Toledo no es una ciudad pensada para veganos ni para quienes buscan únicamente ensaladas ligeras, aunque el calor del verano pueda invitar a optar por menús más frescos. Esta ciudad de clima continental mantiene viva una gastronomía tradicional basada en carnes, guisos y platos contundentes que forman parte de su identidad culinaria. A continuación, te presentamos algunos de sus sabores más representativos y varios locales donde disfrutar de ellos.

No hace falta alejarse demasiado para encontrar la primera recomendación de esta ruta gastronómica por Toledo. Nuestro Restaurante Mudéjar es una de las mejores opciones para disfrutar de una cocina de calidad en pleno centro de la ciudad, combinando la esencia de la tradición culinaria castellana con una interpretación más actual. No dudes en venir a descubrirlo.

Comenzamos esta pequeña ruta gastronómica en el bar Ludeña, considerado por muchos de sus clientes uno de los bares más auténticos de Toledo. Su propuesta mantiene viva la cocina tradicional con especialidades como la carcamusa, un guiso de carne con guisantes y un ligero toque picante, las codornices y las perdices estofadas. Su ambiente de antigua taberna, con estructuras de madera y un marcado carácter tradicional, lo convierte en una parada imprescindible para quienes quieran conocer la esencia gastronómica de la ciudad.

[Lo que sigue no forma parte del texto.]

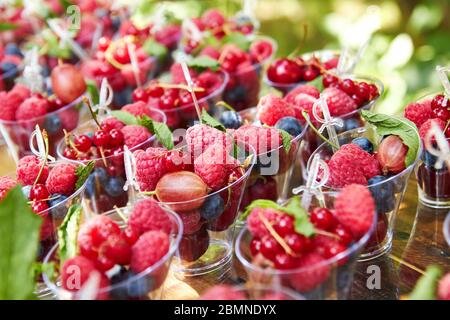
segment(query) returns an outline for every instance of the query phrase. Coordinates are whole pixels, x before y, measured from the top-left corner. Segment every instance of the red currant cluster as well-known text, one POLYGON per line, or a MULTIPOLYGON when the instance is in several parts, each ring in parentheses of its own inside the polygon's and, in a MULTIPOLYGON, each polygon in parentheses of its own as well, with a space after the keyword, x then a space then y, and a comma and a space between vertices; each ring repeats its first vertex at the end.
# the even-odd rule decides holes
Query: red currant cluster
POLYGON ((450 100, 446 100, 443 94, 438 94, 431 100, 431 114, 433 118, 441 119, 445 122, 445 135, 450 138, 450 100))
POLYGON ((322 79, 325 88, 337 88, 344 91, 355 101, 358 107, 365 105, 368 101, 377 98, 380 93, 378 87, 373 83, 356 81, 352 79, 339 79, 331 73, 325 73, 322 79))

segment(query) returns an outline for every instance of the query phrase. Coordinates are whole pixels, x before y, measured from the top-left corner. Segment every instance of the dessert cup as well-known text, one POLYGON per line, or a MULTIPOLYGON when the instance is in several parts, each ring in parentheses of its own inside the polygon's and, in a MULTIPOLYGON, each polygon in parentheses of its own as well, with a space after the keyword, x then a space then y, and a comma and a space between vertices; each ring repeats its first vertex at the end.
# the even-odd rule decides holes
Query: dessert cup
MULTIPOLYGON (((230 290, 239 297, 239 300, 305 300, 297 292, 279 286, 238 285, 231 287, 230 290)), ((200 297, 200 299, 202 298, 200 297)), ((208 297, 203 300, 214 299, 209 299, 208 297)))
POLYGON ((450 247, 450 212, 447 213, 447 217, 445 218, 443 229, 444 229, 445 241, 447 241, 447 244, 450 247))

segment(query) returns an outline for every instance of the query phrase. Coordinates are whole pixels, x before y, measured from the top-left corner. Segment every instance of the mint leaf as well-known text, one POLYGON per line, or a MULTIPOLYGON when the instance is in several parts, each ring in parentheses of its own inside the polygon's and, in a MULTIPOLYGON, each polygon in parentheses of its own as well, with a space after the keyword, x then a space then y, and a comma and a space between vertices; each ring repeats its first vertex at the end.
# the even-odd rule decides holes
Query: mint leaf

Otro clásico toledano es la cervecería El Trébol. Aunque cuenta con una amplia terraza, es habitual encontrar gente esperando para entrar, incluso en domingo, una muestra de su popularidad. Su ubicación privilegiada, a pocos metros de la plaza de Zocodover, es uno de sus grandes atractivos. El local, decorado con mucho encanto y con restos visibles de la antigua muralla tras su última reforma, ofrece una variada selección de tapas. Entre sus propuestas más famosas destacan su sartén de patatas con huevos y morcilla y sus conocidas bombas de carne.

Muy cerca, en la calle Santa Fe, 10, se encuentra La Tabernita, otro establecimiento con excelentes valoraciones entre sus visitantes. Destacan especialmente sus tomates verdes fritos, sus parrilladas de carne y el ciervo. Como pequeño inconveniente, algunos clientes señalan el volumen de la música, un detalle que puede restar comodidad a la experiencia.

Con un estilo más alternativo encontramos El Ermitaño, situado en una de esas pequeñas plazas sin salida que aportan tanto misterio y encanto a Toledo, a pocos pasos de la calle Alfileritos. Es un lugar con personalidad propia, sin artificios, donde disfrutar tanto de platos tradicionales como la carcamusa o las chuletillas de lechal, como de propuestas más actuales, entre ellas ensaladas de la casa y unas espectaculares hamburguesas elaboradas con carne de vacuno de gran calidad.

Porque descubrir Toledo también es sentarse a la mesa y dejarse conquistar por una gastronomía con siglos de historia. Una cocina auténtica, llena de sabores castellanos, perfecta para completar una visita inolvidable a la ciudad.